[TiDB Usage Environment] Production Environment
[TiDB Version] 5.3.0
[Reproduction Path] Querying a large table (100 million+ rows) using the following streaming query
However, the database still encountered an Out Of Memory Quota![conn_id=94979] issue
mem-quota-query is set to 1G
I would like to ask the experts, is it because using streaming queries only reduces the number of records returned to the client at once by the database server, but on the database server side, all the data is still queried at once, and the queried data exceeds 1G, causing the issue?
For full table scans, just add an index, and use secondary index lookups.
It seems there isn’t a much better way.
Check the monitoring to see if this SQL is occupying memory.
In the SQL, two ORDER BY clauses are used, and a full table scan is performed, pulling all the data from the table to the TiDB server for sorting. Naturally, this can easily cause an OOM (Out of Memory) issue. First, check if the project_id can filter a lot of data and create an index.
In actual scenarios, the project_id basically does not filter out data. So I understand that because the data volume is too large, it is all sorted on the TiDB server, causing an OOM, right?
I checked the monitoring and this SQL does indeed consume a lot of memory. It’s because it’s a big data query, so we used this cursor approach, but I didn’t expect it to result in an OOM (Out of Memory) error.
I understand that streaming queries should be executed in parts, which should be different from regular queries that retrieve all results at once, right?

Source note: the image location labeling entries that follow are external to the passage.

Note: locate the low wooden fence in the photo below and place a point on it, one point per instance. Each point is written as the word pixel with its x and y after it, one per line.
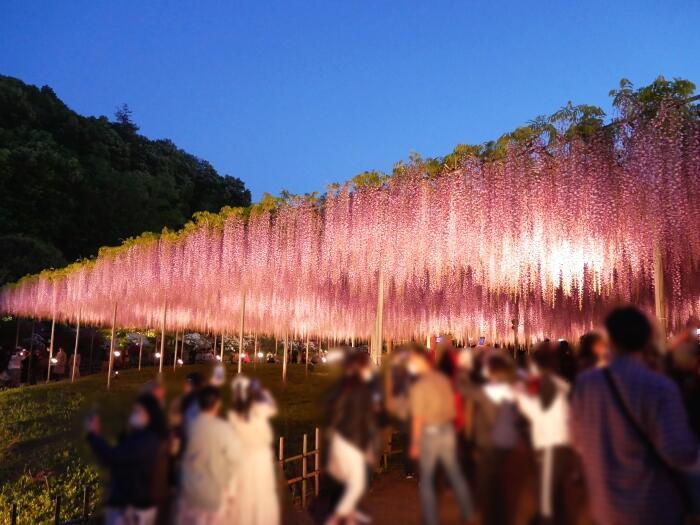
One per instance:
pixel 300 468
pixel 84 519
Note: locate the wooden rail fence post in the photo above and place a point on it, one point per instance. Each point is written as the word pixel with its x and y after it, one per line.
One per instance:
pixel 304 471
pixel 317 460
pixel 86 503
pixel 57 511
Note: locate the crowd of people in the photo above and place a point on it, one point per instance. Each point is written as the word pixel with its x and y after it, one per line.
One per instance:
pixel 606 432
pixel 611 428
pixel 187 464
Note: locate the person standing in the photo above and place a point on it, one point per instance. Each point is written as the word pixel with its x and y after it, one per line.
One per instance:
pixel 253 497
pixel 630 427
pixel 132 463
pixel 59 367
pixel 74 358
pixel 353 427
pixel 14 366
pixel 495 433
pixel 433 438
pixel 546 407
pixel 208 464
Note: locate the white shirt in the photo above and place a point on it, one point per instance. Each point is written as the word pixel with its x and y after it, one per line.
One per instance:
pixel 550 426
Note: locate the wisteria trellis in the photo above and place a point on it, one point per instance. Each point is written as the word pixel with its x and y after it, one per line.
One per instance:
pixel 551 237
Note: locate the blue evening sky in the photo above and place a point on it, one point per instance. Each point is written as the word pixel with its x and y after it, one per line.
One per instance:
pixel 298 94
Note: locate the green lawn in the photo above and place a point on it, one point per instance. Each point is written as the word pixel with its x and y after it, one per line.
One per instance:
pixel 43 453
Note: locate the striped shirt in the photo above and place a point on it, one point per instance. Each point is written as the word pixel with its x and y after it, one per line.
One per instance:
pixel 626 483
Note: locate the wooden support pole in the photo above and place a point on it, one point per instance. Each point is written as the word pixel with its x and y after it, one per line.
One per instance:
pixel 17 334
pixel 317 460
pixel 379 322
pixel 162 338
pixel 30 375
pixel 255 351
pixel 304 470
pixel 240 337
pixel 75 350
pixel 53 331
pixel 140 349
pixel 284 359
pixel 111 347
pixel 175 352
pixel 659 299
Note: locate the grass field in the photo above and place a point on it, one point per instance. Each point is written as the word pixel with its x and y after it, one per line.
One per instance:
pixel 43 451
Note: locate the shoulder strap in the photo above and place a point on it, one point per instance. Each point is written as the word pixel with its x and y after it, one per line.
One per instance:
pixel 627 413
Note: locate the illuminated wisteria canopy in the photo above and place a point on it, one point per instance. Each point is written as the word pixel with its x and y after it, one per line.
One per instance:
pixel 551 236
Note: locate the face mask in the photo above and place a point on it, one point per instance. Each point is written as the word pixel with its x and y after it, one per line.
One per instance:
pixel 138 420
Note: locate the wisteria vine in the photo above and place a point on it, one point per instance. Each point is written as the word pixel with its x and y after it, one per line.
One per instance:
pixel 550 237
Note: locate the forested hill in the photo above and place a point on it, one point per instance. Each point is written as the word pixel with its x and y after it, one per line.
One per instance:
pixel 70 184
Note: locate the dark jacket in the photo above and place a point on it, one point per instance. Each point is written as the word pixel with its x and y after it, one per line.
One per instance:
pixel 351 412
pixel 132 464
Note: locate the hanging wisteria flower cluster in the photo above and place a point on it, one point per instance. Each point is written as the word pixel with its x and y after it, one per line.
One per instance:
pixel 546 237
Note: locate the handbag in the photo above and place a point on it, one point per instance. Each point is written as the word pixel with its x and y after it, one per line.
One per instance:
pixel 683 487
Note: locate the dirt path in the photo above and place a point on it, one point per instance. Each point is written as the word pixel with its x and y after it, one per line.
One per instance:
pixel 394 500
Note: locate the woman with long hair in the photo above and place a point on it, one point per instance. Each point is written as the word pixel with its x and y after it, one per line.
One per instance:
pixel 253 492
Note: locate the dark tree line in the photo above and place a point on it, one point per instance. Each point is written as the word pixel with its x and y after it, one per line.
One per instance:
pixel 70 184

Try removing the order by.
My understanding is that the order by causes streaming to be unavailable. Without sorting all the data, it is not known which row should be returned first.
Another way is to increase the value of mem-quota-query. This configuration is mainly to ensure the performance of TP services. It is obvious that your query is not a TP service but an AP service, so you can appropriately increase this parameter.
I think so too. It is because of this sorting that all the data was loaded into the TiDB server, resulting in a single query exceeding 1GB. I tried adding indexes for patientid and visitid, and it worked.